Neste capítulo, trataremos do referencial que orienta esta pesquisa que, sob a égide do Sociofuncionalismo, comporta duas teorias: a Teoria da Variação e Mudança e o Funcionalismo Givoniano. Primeiro, apresentaremos a Teoria da Variação e Mudança, suas propostas, seus pressupostos e a importância da relação entre língua e sociedade; em seguida, discutiremos o Funcionalismo Linguístico, cujos princípios servirão de suporte na análise interpretação dos dados desta pesquisa e, por último, explanaremos a configuração teórica do Sociofuncionalismo, proposta por Tavares (2003), em que nos basearemos.
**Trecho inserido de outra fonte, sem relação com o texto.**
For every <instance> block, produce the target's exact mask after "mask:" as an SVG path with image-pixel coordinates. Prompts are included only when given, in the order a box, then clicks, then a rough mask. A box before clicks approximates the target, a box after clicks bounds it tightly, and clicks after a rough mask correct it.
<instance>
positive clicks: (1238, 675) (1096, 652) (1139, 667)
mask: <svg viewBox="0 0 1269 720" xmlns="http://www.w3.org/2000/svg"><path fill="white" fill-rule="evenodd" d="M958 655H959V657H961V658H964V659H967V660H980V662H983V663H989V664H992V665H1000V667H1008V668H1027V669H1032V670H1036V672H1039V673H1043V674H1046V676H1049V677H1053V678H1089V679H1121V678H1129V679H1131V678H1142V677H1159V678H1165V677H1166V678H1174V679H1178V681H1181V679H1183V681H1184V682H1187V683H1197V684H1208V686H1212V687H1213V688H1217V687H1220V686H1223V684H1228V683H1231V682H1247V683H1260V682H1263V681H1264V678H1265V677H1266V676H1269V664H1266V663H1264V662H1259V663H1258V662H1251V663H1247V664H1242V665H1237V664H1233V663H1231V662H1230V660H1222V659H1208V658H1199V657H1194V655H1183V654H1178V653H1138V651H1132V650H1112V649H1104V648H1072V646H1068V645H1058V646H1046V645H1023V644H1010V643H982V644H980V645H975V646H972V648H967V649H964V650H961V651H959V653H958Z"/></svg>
Os objetivos desta pesquisa serão atingidos com a integração dos dois referenciais teóricos porque pretendemos (i) verificar momentos em que as perífrases verbais com gerúndio são variantes na expressão do futuro, (ii) buscar contextos que favorecem o uso dessas perífrases na expressão de tempo futuro, (iii) analisar dados do vernáculo, (iv) diagnosticar mudança em tempo aparente, (v) descrever as funções codificadas pelas perífrases verbais com gerúndio e (vi) analisar os dados com base nos princípios da Iconicidade e Marcação.